我回去跟列禦寇說了這件事情,但很自然的避開了關于班婕妤的事,畢竟列禦寇跟陳默的關系我把握不準,班婕妤連我都避開了,想必是防着陳默。

隻不過……我想不通的是,爲何班婕妤會找秦木槿幫忙?

“秦家大小姐一向是以溫婉自居,跟她有交集也沒什麽不好。”列禦寇幫我分析着。

其實秦木槿真的讨人喜歡,她的言行舉止落落大方,也沒有半分小姐脾性,倒是很符合我的胃口。

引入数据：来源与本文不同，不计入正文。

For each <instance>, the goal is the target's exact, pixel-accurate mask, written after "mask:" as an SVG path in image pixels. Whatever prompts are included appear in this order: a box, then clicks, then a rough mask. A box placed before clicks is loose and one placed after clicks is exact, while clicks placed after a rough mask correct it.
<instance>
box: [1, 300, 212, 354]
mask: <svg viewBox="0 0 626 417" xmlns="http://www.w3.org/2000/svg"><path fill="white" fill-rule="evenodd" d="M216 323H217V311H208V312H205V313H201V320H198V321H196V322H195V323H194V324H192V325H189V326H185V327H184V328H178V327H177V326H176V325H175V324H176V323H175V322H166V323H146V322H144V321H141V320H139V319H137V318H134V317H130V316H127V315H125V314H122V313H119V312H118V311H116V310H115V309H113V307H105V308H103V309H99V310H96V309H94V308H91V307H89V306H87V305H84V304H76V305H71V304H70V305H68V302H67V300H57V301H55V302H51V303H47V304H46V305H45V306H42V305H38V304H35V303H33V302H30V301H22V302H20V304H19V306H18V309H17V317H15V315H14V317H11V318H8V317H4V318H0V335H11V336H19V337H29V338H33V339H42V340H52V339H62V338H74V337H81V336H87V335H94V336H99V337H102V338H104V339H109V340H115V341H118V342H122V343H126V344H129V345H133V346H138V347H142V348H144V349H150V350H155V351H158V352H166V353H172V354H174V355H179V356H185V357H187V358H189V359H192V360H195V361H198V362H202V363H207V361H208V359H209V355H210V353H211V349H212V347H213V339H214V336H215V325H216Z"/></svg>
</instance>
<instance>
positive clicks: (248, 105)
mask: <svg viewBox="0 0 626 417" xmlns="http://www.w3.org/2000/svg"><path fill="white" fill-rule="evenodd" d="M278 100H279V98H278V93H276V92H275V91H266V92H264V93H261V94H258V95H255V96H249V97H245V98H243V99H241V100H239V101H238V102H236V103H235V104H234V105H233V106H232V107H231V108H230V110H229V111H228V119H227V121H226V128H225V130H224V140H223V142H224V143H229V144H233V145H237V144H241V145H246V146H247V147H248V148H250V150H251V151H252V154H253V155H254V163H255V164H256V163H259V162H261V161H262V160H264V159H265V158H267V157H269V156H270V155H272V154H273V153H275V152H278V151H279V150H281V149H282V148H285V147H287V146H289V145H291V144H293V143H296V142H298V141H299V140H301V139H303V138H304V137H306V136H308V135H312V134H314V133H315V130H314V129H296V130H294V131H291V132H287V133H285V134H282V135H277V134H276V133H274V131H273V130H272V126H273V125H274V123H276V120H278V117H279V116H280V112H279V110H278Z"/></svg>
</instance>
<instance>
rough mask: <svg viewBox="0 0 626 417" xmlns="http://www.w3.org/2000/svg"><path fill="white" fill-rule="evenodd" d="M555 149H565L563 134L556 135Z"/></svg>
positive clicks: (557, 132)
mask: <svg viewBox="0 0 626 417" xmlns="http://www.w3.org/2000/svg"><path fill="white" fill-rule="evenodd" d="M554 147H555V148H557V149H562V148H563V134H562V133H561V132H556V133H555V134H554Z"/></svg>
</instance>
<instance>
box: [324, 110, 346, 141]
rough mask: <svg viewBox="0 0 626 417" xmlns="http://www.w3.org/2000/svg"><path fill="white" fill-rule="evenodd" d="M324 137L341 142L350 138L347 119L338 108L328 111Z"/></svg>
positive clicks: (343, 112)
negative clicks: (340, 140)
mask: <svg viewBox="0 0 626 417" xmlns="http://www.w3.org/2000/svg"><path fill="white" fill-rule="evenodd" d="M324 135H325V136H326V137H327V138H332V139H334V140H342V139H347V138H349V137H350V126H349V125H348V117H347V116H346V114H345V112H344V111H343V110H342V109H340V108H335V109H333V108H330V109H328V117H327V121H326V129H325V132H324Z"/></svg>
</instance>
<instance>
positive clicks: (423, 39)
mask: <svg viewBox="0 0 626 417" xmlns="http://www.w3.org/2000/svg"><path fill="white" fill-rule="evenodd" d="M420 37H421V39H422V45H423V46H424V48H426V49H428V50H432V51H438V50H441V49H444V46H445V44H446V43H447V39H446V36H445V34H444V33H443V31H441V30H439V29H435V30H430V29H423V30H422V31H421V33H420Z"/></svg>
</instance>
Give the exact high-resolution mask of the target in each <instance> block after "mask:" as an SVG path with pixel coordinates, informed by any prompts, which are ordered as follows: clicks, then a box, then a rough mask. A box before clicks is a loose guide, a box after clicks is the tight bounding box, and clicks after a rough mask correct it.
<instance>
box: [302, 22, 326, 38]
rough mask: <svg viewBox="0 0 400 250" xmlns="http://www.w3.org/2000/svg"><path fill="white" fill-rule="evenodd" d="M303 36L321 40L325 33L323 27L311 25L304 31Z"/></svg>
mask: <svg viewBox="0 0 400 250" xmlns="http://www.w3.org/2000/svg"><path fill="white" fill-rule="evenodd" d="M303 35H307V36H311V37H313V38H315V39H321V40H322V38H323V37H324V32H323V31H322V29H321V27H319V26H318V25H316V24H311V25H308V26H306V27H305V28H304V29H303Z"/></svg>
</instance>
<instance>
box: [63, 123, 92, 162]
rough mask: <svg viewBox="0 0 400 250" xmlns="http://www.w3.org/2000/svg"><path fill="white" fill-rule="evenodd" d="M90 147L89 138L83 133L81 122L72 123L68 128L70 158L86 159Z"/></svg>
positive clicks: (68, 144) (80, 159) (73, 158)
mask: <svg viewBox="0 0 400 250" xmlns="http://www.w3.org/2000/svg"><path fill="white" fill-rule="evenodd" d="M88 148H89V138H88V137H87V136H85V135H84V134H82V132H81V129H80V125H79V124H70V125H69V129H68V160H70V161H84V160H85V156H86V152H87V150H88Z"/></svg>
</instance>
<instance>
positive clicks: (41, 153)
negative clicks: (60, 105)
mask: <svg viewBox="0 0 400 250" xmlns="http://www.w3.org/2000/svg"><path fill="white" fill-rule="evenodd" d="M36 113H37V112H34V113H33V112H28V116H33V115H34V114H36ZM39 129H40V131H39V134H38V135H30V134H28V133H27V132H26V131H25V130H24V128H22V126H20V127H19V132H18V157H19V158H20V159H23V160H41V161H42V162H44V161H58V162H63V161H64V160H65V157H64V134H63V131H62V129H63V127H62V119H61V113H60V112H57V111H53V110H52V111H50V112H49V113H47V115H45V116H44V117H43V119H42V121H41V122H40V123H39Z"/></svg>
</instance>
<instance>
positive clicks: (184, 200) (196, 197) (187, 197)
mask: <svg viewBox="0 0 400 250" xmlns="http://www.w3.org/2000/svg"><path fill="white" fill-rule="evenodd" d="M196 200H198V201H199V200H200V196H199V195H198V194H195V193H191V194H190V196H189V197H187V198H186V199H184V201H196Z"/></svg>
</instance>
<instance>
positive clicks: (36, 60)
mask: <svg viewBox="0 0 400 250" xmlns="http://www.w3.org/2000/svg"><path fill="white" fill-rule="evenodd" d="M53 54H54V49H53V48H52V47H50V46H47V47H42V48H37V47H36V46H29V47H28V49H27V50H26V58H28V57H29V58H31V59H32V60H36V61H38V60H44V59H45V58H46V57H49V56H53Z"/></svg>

“後天公司舉辦開工典禮,我陪同我參加吧。”他給我倒了一杯水說。

我喝了兩口水,咕噜咕噜了半天,最後恹恹的回答,“嗯。”

“實在不想去就待家裏?”他沒有勉強我。

我搖搖頭,“沒,我還是去吧。”

他笑了笑,伸手摸了摸我的腦袋,像摸小狗一般,“那麽聽話?”

“有獎勵嗎?”我忽然捧着雙手,可憐巴巴盯着他。

列禦寇微微勾了勾唇角,眼眸微微偏移,一本正經的說道,“沒有,開工典禮,家屬必須參加!”

“……”

不見得我有多樂意去,可又不得不去,不去的話母親唠叨也就算了,列老肯定不放過列禦寇,要不然他不會來問我。

母親知道我要參加莫迪的開工典禮,連忙讓人趕制了一條禮裙從a市空運過來,盯着那條淡青色的禮裙,我微微有些發愁。

這條裙子看上去莊重,似乎不太合适那種場合,因爲太過隆重了。

最後我沒有穿母親空運過來的裙子,我去班婕妤的衣櫃找了一條素色的,當時的我沒有想過班婕妤那麽張狂的人,怎麽會有素色的衣服。

可穿都穿了,我又引起了一陣轟動。

“那是今年巴黎時裝周的花魁吧?”

“不是聽說被人高價買下麽?”

“純手工制作,全球就僅有一件。”

“她是誰啊?”

“不認識,應該是大人物吧!”

在衆目睽睽之下,我有些不自然的扯了扯裙角,當時穿這條裙子,真的沒有想過會惹非議上身的。

不過如今回頭想想,班婕妤哪條裙子不是把我推在風頭浪尖上的,上次那條拍賣的禮裙,還有那次跟李俊成吃法國大餐的裙子。

“念情!”秦木槿一邊取下圍巾一邊向我來,似乎剛從外面進來,厚重的大衣沾了幾片雪花,我忙着幫她把雪花彈去。

“外面下雪了?”我有些驚喜地問她。

秦木槿溫婉一笑,手裏捏起幾片雪花,雪花立刻因爲她手上的溫度融化,秦木槿漫不經心的回答,“是啊,剛剛小雪,這會兒應該下大了。”

“真的?”我甚是欣喜。

對于我的喜悅,秦木槿微愣片刻,點點頭,“怎麽?你喜歡下雪?”

雖然是疑問句,可她已經肯定了,沒等我回答就拉着我往陽台走去,還一邊說,“這會兒,想必有一個奇景!”